From NPR, an article on The Death of Rock, which will come about because people can no longer make mistakes (or human variations in pitch and beat) due to Pro Tools. There's a beautiful paragraph in there detailing the mistakes in the Beatles' song Rain, followed by the video so we can hear it for ourselves.
Now imagine what would happen if some band of 25-year-olds with radio aspirations wrote and recorded "Rain" today. That take would probably be thrown out, or at least digitally edited to fix the screw-up; even if they played it right, the drum track would get imported into ProTools and snapped back into strict rhythm any time it drifts behind the beat.
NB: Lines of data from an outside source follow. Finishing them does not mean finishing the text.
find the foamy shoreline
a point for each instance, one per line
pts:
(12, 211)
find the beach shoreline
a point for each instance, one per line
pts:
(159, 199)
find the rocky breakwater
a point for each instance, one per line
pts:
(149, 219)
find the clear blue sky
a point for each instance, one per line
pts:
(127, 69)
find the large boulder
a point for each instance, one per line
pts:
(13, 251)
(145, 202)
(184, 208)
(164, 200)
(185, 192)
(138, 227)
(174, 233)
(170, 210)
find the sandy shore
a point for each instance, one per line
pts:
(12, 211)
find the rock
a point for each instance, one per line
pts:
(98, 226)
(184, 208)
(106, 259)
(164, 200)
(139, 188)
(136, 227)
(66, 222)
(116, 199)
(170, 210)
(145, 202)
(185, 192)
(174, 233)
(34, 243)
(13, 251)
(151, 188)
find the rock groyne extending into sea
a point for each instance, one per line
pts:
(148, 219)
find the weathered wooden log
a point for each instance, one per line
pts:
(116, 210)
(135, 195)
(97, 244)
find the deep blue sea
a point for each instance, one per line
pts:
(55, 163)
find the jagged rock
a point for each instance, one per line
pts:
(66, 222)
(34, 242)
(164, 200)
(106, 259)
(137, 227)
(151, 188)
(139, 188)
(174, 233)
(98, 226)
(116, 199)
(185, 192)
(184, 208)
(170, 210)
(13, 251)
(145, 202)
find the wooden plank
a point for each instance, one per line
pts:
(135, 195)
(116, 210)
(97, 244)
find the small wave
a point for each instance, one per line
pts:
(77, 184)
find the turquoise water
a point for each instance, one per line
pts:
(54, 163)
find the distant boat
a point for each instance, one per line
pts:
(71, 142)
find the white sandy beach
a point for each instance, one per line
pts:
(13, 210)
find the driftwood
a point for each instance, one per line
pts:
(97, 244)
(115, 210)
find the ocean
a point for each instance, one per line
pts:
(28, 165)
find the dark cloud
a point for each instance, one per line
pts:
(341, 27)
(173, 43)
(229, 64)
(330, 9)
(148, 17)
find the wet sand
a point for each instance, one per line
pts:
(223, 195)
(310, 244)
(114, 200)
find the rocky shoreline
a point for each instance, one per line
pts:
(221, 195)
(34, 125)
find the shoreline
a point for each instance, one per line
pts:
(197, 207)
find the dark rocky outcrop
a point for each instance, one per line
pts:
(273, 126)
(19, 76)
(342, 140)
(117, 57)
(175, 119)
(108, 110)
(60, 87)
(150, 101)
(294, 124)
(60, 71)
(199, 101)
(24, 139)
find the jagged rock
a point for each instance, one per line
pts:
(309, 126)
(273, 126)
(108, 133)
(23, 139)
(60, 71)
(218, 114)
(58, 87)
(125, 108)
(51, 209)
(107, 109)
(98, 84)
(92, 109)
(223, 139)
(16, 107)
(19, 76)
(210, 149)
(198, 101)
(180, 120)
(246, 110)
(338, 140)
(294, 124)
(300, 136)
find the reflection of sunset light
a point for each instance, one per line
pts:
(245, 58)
The lead singer's wobbly notes, and the not-quite-in-tune bass guitar, would get fixed with AutoTune. The all-over-the-place guitar dynamics would be tightened up with a compressor-limiter. It'd still be a fine song, but the recording would be impossibly boring -- as frictionless and dull as the recordings even the best mainstream rock bands often end up making now.
Do you agree?

It seems to me that there have always been perfectionists - Queen mixing down thousands of tracks of the tiniest pieces of sound from the strangest sources, back in the days when it meant slicing tape with a scalpel and splicing it back together. And there have always been first-take bands. I think the only real change is that mediocre bands can be made to sound good by a producer armed with auto-tune and pro-tools, thus 'fooling' us. In the old days they just used to do that by kicking the band out and bringing in session musicians, so I'm not sure even that's much of an innovation.

On the other hand, I really hate auto-tune.